Recently I was following a discussion on the Internet concerning teacher-centered versus student-centered classrooms. I was interested because TPRS teachers are sometimes accused of being too present, of failing to develop student-centered classrooms. One of the suggestions made during the discussion was that the teacher train her students to accept autonomy by leaving the classroom for brief periods of time while the students get on with their job of learning the language.

I suggested that there was a third alternative, based on Krashen’s principles. With TPRS and other Comprehensible Input models, we try to establish an ongoing dialog between the teacher and students, in which the teacher furnishes high quality input concerning content that is determined by the students and their interests. I was told that Comprehensible Input is not a method.

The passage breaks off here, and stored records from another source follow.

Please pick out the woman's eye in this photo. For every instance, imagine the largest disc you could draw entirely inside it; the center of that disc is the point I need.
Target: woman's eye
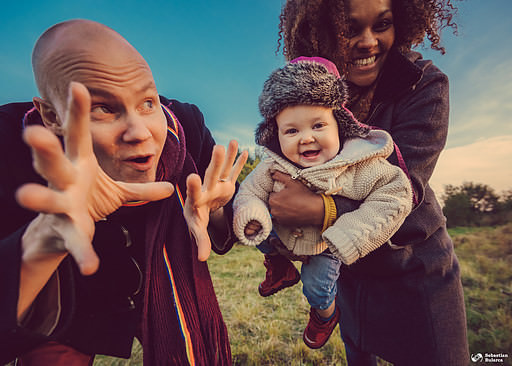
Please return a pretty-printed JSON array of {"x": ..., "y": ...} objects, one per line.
[
  {"x": 100, "y": 109},
  {"x": 383, "y": 25},
  {"x": 148, "y": 104},
  {"x": 352, "y": 31}
]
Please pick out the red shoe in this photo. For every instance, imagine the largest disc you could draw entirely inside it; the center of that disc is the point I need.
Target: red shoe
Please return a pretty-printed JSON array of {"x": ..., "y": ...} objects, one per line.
[
  {"x": 317, "y": 332},
  {"x": 281, "y": 273}
]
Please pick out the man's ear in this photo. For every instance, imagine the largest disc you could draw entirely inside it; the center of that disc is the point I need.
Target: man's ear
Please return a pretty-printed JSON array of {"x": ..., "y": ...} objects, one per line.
[{"x": 48, "y": 115}]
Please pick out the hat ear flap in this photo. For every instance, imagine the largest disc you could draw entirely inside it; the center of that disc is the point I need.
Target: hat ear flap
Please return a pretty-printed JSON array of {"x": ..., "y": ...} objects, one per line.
[
  {"x": 342, "y": 91},
  {"x": 349, "y": 126},
  {"x": 264, "y": 132}
]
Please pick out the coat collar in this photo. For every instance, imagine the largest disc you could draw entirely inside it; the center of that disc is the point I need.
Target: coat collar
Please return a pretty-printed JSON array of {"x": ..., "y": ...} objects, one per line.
[{"x": 401, "y": 73}]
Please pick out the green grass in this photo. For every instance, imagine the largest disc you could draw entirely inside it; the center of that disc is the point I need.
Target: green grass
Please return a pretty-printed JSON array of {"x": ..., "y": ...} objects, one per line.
[
  {"x": 268, "y": 331},
  {"x": 486, "y": 265}
]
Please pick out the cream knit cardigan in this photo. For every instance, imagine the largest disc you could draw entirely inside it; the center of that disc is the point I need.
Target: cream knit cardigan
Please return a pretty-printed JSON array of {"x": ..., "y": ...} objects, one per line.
[{"x": 361, "y": 172}]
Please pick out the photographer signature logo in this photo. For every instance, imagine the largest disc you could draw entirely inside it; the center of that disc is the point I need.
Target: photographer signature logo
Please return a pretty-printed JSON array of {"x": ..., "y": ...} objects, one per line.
[{"x": 477, "y": 357}]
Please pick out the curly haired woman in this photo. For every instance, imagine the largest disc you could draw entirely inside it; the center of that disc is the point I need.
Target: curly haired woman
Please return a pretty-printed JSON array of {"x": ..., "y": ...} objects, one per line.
[{"x": 402, "y": 302}]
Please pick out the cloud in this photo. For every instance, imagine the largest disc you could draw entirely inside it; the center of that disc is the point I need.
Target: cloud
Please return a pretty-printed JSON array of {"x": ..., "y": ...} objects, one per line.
[
  {"x": 481, "y": 102},
  {"x": 488, "y": 161}
]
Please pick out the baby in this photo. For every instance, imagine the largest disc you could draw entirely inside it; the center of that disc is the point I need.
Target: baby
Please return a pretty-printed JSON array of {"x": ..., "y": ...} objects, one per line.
[{"x": 309, "y": 134}]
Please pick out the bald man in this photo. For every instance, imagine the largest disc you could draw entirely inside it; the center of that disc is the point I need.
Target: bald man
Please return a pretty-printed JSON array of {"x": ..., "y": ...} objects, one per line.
[{"x": 107, "y": 222}]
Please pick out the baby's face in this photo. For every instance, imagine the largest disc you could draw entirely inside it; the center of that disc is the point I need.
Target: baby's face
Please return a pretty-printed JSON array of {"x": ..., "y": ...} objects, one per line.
[{"x": 308, "y": 135}]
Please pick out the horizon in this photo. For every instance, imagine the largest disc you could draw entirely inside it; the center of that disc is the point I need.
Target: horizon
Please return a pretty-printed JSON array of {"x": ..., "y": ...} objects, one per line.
[{"x": 217, "y": 56}]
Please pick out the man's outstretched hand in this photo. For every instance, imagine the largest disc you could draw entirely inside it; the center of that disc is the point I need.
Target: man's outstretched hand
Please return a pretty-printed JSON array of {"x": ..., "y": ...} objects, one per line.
[
  {"x": 79, "y": 192},
  {"x": 205, "y": 199}
]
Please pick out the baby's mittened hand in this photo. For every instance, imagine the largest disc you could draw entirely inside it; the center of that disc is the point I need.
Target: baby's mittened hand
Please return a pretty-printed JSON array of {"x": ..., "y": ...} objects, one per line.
[{"x": 252, "y": 228}]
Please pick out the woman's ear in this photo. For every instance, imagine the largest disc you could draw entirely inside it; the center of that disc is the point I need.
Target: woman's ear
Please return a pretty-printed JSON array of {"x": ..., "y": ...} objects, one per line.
[{"x": 48, "y": 115}]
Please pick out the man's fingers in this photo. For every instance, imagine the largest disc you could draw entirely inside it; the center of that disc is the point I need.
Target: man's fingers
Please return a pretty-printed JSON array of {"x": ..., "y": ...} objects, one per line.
[
  {"x": 40, "y": 199},
  {"x": 77, "y": 135},
  {"x": 212, "y": 174},
  {"x": 229, "y": 160},
  {"x": 80, "y": 248},
  {"x": 204, "y": 245},
  {"x": 153, "y": 191},
  {"x": 239, "y": 165},
  {"x": 193, "y": 189},
  {"x": 48, "y": 157}
]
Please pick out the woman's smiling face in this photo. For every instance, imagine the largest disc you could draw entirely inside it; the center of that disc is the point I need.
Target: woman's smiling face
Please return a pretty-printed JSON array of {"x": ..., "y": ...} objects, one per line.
[{"x": 371, "y": 35}]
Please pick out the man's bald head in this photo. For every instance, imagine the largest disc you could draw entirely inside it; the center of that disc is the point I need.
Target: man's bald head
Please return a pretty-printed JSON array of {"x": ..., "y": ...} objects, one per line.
[{"x": 66, "y": 49}]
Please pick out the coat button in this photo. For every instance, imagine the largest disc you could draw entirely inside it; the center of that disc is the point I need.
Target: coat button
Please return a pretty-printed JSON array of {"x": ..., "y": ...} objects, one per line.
[{"x": 297, "y": 233}]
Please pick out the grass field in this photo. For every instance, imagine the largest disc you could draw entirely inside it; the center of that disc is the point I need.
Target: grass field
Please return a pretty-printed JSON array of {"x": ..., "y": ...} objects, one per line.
[{"x": 268, "y": 331}]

Excuse me? If Stephen Krashen is right, and so far no one has come close to disproving his hypotheses, shouldn’t teachers be applying his principles to their methods?

Krashen says: “Language acquisition, first or second, occurs when comprehension of real messages occurs, and when the acquirer is not ‘on the defensive’… Language acquisition does not require extensive use of conscious grammatical rules, and does not require tedious drill. It does not occur overnight, however. Real language acquisition develops slowly, and speaking skills emerge significantly later than listening skills, even when conditions are perfect. The best methods are therefore those that supply ‘comprehensible input’ in low anxiety situations, containing messages that students really want to hear. These methods do not force early production in the second language, but allow students to produce when they are ‘ready’, recognizing that improvement comes from supplying communicative and comprehensible input, and not from forcing and correcting production.”

TPRS is the only method I know of that respects those principles. It seems to me that many modern “communicative” methods tend to force production, the earlier the better, and correcting production is often an overtly stated goal. Project Based Learning relegates the teacher to the role of coach from the sidelines. No one wants a return of the teacher/lecturer who handed out lists of vocabulary and grammar rules to memorize and assigned passages to translate, yet in a foreign language classroom the teacher is the only person who can furnish the students with high quality comprehensible input. Yes, they can listen to audio documents and films and read authentic texts, but in the early years such documents are not comprehensible. The well-trained teacher who “teaches to the eyes” sees when she is not being comprehensible and adapts her output accordingly. It’s a constant negotiation  in the target language between students and their teacher. The input is focused on the students whose interest determines the content.

By the way, I learned recently that Stephen Krashen is studying advanced/intermediate Spanish with Jason Fritz and Mandarin with Linda Li. Both of them are TPRS instructors. Obviously he finds their methodology respects his principles.